Kaynak: Agos
Gazeteci Melike Çapan’ın hazırladığı ve ilk olarak geçen yılın Kasım ayında Balat Yuvakimyon Kız Lisesi’nde ziyarete açılan ‘İmroz’un 1964 Belleği’ sergisi 18 Ağustos’ta evinde yani İmroz’da, yeni adıyla Gökçeada’da ziyaretçileriyle buluşacaktı. Ancak önce sosyal medyada sonra da Gökçeada Kent Konseyi’nin açıklamasında sergi hedef gösterildi. Melike Çapan “Sergi yapılırsa savcılığa şikâyet edeceklerini söylediler. İddiaları o ki devlete ihanet ediyormuşum. Türkiye’de azınlıklarla ilgili pek çok haber, röportaj yazdım. Hiçbir zaman bunu devlete karşı bir hareket olarak değil aksine dini, dili, inancı ne olursa toplumların haklarını göz ardı etmeden sesleri olabilme gayretiyle yaptım. Adadaki ya da İstanbul’daki Rum toplumunun bu süreçten zarar görmemesi için sergiyi iptal ediyorum.” dedi.

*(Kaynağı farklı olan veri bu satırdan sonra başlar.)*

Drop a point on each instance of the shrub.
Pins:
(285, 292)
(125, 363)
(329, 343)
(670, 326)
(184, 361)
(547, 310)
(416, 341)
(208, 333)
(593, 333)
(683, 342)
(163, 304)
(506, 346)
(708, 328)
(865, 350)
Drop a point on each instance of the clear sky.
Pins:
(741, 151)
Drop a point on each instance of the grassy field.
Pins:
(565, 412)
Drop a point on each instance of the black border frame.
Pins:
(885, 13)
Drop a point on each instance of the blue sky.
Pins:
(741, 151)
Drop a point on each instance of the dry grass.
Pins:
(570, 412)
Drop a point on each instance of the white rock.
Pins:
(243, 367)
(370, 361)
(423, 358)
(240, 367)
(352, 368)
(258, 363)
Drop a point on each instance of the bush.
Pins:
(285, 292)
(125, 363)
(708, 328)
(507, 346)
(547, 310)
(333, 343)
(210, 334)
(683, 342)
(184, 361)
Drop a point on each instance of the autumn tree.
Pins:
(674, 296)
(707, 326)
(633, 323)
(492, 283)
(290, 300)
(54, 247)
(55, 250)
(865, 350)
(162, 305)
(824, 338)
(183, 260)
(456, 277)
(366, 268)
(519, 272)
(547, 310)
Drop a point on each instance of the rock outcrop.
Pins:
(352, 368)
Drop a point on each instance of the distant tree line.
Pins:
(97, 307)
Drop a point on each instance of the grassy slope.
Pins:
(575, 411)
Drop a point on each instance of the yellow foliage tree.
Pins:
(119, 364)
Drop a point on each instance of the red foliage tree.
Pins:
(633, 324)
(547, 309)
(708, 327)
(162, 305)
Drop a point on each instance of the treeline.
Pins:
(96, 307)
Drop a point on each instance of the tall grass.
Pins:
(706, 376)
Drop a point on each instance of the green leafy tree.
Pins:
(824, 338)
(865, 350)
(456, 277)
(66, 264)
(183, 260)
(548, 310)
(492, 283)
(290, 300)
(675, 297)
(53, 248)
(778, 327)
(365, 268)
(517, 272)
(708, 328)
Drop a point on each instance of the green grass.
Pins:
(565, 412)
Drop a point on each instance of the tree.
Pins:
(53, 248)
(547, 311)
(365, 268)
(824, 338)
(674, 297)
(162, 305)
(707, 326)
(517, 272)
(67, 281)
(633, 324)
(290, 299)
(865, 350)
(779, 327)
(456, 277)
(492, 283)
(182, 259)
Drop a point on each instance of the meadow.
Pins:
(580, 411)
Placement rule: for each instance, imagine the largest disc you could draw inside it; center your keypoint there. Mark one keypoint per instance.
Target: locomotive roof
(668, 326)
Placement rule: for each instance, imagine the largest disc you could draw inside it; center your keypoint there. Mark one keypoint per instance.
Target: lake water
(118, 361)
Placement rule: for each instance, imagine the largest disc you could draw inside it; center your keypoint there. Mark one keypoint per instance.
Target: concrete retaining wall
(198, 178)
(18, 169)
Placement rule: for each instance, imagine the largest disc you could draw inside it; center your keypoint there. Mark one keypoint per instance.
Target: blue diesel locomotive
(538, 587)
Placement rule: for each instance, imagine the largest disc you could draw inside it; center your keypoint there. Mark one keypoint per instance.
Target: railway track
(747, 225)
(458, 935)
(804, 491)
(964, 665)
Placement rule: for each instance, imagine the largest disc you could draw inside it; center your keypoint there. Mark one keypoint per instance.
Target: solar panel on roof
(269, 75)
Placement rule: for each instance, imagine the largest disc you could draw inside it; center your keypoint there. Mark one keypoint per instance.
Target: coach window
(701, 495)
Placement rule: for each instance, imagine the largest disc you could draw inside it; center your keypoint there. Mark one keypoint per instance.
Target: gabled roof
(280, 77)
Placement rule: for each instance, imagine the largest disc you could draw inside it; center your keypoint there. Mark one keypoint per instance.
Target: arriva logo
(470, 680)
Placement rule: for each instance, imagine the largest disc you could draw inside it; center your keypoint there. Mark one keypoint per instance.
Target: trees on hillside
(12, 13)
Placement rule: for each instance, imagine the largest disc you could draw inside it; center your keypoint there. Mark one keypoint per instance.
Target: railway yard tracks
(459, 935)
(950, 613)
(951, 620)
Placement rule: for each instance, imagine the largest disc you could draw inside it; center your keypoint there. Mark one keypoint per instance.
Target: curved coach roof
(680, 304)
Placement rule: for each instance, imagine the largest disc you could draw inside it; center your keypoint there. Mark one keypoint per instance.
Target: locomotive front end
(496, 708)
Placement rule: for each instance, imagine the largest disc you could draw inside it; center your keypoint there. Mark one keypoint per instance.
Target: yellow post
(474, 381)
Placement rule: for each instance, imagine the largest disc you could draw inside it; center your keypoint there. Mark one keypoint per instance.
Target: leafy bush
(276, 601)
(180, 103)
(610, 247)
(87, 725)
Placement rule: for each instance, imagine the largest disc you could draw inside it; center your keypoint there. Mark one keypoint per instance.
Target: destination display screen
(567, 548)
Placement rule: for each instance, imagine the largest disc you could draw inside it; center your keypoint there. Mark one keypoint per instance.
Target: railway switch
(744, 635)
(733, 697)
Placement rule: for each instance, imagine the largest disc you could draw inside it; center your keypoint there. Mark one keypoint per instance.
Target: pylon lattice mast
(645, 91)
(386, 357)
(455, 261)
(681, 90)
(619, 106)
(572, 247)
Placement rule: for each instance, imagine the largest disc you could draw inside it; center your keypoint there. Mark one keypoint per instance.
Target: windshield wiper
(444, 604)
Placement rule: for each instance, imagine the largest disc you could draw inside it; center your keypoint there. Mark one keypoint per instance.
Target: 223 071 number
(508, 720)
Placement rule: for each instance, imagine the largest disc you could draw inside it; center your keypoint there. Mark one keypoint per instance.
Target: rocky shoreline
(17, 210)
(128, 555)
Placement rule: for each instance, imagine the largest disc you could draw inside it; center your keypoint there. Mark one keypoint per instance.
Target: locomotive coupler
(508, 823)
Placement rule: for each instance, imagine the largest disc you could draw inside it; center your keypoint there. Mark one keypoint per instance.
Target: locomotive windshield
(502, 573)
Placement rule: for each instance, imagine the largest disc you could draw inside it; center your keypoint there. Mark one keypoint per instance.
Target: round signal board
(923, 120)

Geçen yıl kasım ayında, Balat’taki Yuvakimyon Rum Lisesi’nde açılan ‘Yeniden Buluşacağız: İmroz’un 1964 Belleği’ başlıklı serginin İmroz’a, yeni adıyla Gökçeada’ya da taşınması planlanmıştı. Ancak sergi, baskılar nedeniyle iptal edildi. 18 Ağustos’ta adada birden fazla mekâna yayılması ve izleyiciyle buluşması planlanan sergi, yaşanan acıların belleğe kaydını, aynı zamanda da yüzleşmeyi amaçlıyor. Gazeteci Melike Çapan tarafından hazırlanan sergide, adadaki Rumların yaşamına dair pek çok belge ve obje yer alıyor.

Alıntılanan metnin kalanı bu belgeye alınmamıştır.